Но было всё тихо в молчании ночи, Лампада мерцала во мраке тревожном, И скорбно смотрели Спасителя очи На ту, что с моленьем пришла невозможным.
Под своим 21-м опусом он поставит дату: «Апрель 1902». За Ивановкой будет снова Москва.
* * *
Жизнь складывалась совсем «непросто». Главное препятствие браку с Наташей — их близкое родство. Для священника обвенчать двоюродных — рисковать своим положением, вплоть до ссылки в монастырь. Венчать их будет полковой священник, поскольку он подвластен военному ведомству, а не Синоду. Но и прошение государю на разрешение брака нужно было подать в момент обряда, а никак не до него. Ведь при отказе уже никакой священник не обвенчает.
В этот хлопотный день лило как из ведра. По народным поверьям — хорошая примета. Карета остановилась на окраине Москвы перед казармами[88]. Запомнится не венчальное платье взволнованной невесты, не фрак подтянутого и серьёзного жениха, не поведение шаферов — Александра Зилоти и Анатолия Брандукова, но удивлённые лица солдат на нарах, мимо которых шло свадебное шествие.

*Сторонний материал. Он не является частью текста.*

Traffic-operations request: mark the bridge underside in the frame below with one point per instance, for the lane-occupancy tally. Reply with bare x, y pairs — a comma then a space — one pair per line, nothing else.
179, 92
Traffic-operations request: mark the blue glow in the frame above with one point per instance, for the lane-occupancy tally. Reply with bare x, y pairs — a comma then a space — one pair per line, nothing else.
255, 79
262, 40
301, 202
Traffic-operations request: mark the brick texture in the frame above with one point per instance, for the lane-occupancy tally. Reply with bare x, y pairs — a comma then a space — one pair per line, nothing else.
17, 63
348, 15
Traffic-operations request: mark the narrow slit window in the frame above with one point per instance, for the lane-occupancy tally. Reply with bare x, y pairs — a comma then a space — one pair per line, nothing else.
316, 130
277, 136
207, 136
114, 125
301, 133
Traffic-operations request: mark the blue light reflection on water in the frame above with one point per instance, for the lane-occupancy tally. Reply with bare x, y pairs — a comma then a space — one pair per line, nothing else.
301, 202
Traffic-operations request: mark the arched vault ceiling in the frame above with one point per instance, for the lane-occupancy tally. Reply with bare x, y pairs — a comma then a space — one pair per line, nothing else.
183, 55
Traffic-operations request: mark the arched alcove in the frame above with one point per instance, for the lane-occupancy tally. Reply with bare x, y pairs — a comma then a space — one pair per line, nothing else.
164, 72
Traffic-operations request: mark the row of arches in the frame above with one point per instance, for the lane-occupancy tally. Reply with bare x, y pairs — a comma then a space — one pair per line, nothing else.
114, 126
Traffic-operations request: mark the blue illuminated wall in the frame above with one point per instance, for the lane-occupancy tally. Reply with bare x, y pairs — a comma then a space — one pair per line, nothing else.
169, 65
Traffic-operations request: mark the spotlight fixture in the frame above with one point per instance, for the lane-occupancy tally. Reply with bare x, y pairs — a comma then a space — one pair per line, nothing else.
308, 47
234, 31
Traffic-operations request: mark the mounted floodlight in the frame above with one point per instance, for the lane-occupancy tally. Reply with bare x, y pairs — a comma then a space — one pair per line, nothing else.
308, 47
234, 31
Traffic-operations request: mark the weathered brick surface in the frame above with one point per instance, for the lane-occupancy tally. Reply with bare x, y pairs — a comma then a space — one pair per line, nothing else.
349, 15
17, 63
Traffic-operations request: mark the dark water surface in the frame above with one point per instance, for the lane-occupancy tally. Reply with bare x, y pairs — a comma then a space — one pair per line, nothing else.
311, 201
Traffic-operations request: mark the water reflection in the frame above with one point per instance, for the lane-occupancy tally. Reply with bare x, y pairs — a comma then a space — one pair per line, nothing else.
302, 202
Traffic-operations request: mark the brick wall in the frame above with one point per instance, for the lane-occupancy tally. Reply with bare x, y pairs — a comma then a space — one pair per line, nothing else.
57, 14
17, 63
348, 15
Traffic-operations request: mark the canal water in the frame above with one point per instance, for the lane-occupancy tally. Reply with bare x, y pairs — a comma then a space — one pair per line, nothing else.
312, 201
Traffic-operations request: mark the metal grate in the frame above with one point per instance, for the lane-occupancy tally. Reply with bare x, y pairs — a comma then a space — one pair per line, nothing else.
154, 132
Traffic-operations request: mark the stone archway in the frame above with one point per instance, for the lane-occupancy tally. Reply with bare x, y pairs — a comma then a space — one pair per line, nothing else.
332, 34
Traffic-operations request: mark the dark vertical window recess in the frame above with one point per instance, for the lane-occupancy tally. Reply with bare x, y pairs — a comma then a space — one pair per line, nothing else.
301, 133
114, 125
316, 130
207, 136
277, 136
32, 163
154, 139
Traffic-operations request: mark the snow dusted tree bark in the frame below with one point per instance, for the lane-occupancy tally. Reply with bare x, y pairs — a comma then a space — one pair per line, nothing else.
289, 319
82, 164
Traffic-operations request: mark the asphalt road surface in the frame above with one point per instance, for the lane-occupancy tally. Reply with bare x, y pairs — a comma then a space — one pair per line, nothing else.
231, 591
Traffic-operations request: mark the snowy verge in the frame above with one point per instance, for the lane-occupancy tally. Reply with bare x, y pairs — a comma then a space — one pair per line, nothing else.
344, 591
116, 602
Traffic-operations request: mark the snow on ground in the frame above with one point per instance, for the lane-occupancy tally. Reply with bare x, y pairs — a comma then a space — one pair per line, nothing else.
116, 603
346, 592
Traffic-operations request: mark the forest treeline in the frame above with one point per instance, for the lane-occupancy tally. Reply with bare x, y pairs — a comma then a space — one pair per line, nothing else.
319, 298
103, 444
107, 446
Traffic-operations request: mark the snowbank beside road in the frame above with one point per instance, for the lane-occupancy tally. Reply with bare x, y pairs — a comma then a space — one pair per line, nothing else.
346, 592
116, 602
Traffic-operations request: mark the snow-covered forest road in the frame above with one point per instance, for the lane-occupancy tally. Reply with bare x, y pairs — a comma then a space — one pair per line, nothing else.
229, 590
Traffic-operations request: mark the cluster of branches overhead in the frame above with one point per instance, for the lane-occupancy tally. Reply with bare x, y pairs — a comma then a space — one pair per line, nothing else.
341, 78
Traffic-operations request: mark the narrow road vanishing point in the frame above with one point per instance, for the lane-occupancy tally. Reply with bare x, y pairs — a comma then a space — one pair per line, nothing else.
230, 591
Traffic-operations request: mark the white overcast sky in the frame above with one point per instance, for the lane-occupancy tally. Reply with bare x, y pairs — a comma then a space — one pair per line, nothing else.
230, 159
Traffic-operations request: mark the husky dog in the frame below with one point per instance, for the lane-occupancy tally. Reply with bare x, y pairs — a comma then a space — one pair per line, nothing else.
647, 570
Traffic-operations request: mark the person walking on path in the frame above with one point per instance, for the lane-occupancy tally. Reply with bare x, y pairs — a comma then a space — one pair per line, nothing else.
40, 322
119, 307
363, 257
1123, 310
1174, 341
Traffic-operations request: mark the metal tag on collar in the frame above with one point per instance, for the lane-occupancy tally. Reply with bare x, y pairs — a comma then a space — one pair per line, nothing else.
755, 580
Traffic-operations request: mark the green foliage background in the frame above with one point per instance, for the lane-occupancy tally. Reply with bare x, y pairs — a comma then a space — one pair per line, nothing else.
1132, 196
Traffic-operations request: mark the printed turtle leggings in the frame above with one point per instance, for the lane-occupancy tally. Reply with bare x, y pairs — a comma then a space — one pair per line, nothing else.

С обрядом торопились. Прошение на высочайшее имя было подано во время венчания. Когда Сергея Васильевича и Наташу третий раз обводили вокруг аналоя, Александр Ильич повернулся к невесте и тихо пошутил:
— Ещё можешь одуматься. Ещё не поздно.
После церкви отправились к Зилоти, где гостей ждала закуска с шампанским. Сюда подоспело и сообщение, что император начертал на прошении: «Что Бог соединил, человек да не разлучает».
Жених с невестой не засиживались. Скоро переоделись и поспешили на вокзал. Их ждала Европа.
…Австрия — Италия — Швейцария — Германия. Когда-то он подписывал письма: «Странствующий музыкант». Тогда, бессемейный, без своего угла, он и вкладывал в эти слова всю свою бесприютность, чуть-чуть тронутую шутливым тоном.
Теперь он и вправду был странствующий. Но — вместе с женой. Уже имея и свой «угол» — родители Наташи подарили молодым флигель в Ивановке.
Впечатлений от поездки было много, и всё какие-то разрозненные. Всего через два месяца, вспоминая начало свадебного путешествия, Рахманинов напишет Затаевичу, что в Вене болел и лежал целый месяц. Наталья Александровна, спустя годы, припомнила их прогулки по городу, театр и даже Сергея Васильевича после оперы, где «Тангейзером» дирижировал Бруно Вальтер. Рахманинов был в совершенном восторге и вспоминал дивный звук струнных после арии «Вечерняя звезда».
При переезде в Италию они зачарованы красотой гор и дорогой. В Венеции, прямо с вокзала, сели в гондолу, и в ней — при луне и пении итальянцев, что неслось с других гондол, — добрались до Гранд-отеля на канале Гранде. Наташа осматривала город с восхищением, запечатлевая и Палаццо дожей, и голубей, которых они кормили на площади Святого Марка. Рахманинов интереса к древностям в себе не обнаружил. В письме Никите Семёновичу Морозову написал не без скепсиса:
«По-моему, если в продолжение целого месяца ежедневно что-нибудь осматривать, что бы то ни было, как бы интересно это ни было: город, собор, галерея, темницы в палаццо дожей (в которых, по правде сказать, ничего особенно интересного я не усмотрел), в конце концов всё начинает путаться, приедаться, надоедать, и, конечно, появится усталость (как она у тебя ещё до сих пор не появилась?), не та усталость, о которой ты упоминаешь и которая тебе позволяет ещё добрых две недели шататься по разным городам, а настоящая усталость, которая бы тебя загнала в какую-нибудь комнату и держала бы тебя там по крайней мере неделю, и чтобы тебе приятно было на стены голые смотреть, и чтоб всякое напоминание о какой-нибудь Мадонне, или каких-нибудь руинах выводило бы тебя из себя».
С Морозовым они встретились в Венеции. После разъехались, и снова Сергей Васильевич начал зазывать друга уже в Люцерн. Из всей поездки с восхищением вспоминал итальянские озера и Сен-Готардскую железную дорогу, которая шла через Швейцарские Альпы.